2. Caching (Memoization)
HTTP Cache:
HashMap<URL, Response>
Request: GET /api/users/42
cache.get("/api/users/42")
-> HIT -> return cached response
-> MISS -> fetch from server,
store in cache
3. Database Indexing
Table: Students
+----+--------+-------+
| id | name | grade |
+----+--------+-------+
| 1 | Alice | A |
| 2 | Bob | B |
| 3 | Carlos | A |
+----+--------+-------+
Hash index on "id":
h(1)=5 h(2)=2 h(3)=0
SELECT * FROM Students WHERE id=2
-> hash(2) = 2 -> direct lookup!
-> No full table scan needed.
4. More Uses
Compilers: symbol tables (variable name -> type, scope)
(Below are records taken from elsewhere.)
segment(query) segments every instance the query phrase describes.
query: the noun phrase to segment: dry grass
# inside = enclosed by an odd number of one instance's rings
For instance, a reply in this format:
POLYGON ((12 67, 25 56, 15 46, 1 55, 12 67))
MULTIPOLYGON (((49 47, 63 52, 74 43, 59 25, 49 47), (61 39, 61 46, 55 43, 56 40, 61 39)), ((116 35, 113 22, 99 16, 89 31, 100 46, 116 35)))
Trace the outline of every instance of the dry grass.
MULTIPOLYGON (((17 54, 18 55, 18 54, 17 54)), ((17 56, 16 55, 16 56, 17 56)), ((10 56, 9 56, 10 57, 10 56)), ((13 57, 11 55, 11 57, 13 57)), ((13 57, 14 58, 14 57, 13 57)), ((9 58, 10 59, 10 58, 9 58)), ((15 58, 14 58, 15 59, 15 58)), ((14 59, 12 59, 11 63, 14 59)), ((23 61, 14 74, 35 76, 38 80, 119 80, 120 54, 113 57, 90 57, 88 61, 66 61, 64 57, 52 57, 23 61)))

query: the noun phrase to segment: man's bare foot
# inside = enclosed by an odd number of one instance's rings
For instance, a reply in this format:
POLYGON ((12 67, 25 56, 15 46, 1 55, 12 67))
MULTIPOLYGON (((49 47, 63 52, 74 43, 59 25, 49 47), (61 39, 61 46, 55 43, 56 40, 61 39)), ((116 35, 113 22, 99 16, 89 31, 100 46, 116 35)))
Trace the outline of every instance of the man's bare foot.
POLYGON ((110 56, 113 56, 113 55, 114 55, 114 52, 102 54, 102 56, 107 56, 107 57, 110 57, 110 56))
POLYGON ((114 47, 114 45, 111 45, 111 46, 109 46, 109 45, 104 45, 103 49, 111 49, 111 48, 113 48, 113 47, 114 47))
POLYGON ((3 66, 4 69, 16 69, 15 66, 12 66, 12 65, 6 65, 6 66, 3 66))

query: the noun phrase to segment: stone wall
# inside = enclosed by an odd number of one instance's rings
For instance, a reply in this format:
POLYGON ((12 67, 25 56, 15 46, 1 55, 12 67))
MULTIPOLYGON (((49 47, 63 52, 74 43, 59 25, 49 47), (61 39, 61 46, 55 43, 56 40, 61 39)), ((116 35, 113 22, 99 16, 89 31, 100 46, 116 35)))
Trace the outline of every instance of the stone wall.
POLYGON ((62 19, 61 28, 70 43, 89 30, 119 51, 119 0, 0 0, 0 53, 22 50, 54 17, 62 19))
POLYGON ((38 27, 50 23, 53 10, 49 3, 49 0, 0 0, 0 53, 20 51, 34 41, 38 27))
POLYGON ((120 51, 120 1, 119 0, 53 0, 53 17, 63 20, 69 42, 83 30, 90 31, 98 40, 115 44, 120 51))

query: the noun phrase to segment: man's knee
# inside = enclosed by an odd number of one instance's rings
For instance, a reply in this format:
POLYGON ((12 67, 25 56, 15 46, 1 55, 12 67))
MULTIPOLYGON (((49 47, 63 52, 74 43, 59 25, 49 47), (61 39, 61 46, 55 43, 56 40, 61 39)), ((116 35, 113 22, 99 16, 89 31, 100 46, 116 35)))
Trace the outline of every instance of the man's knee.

Networking: routing tables, DNS caches
Deduplication: detect duplicate files by content hash
Counting: word frequency, vote tallying
Blockchain: transaction verification via hash chains
19 / 20
Summary & Cheat Sheet
HASH TABLE AT A GLANCE
==============================================
key --[hash func]--> index --[bucket]--> value
==============================================
Average: O(1) get / put / remove
Worst: O(n) if all keys collide
COLLISION STRATEGIES:
+------------------+------------------+
| Separate | Open |
| Chaining | Addressing |
+------------------+------------------+
| Linked list per | Store in array |
| bucket | itself |
| alpha can be > 1 | alpha must be <1 |
| Simpler deletes | Needs tombstones |
| Extra memory | Better cache |
| (pointers) | locality |
+------------------+------------------+
OPEN ADDRESSING VARIANTS:
+----------+--------+-----------+
| Linear | Quadr. | Double |
| h+i | h+i^2 | h+i*h2 |
| Clusters | Better | Best |
+----------+--------+-----------+
5 Things to Remember
Hash function: must be deterministic, uniform, and fast
Collisions: inevitable (pigeonhole principle) -- you must handle them
Load factor α = n/N controls performance; rehash before it gets too high
Tombstones: needed for deletion in open addressing
Average O(1) for all operations -- the best we can hope for with unsorted data
Final Analogy
A hash table is like a well-organized filing cabinet. The hash function is the labeling system that tells you exactly which drawer to open. When two files share a drawer (collision), you either stack them in that drawer (chaining) or find the next empty drawer (open addressing). And when the cabinet gets too full, you buy a bigger one and refile everything (rehash).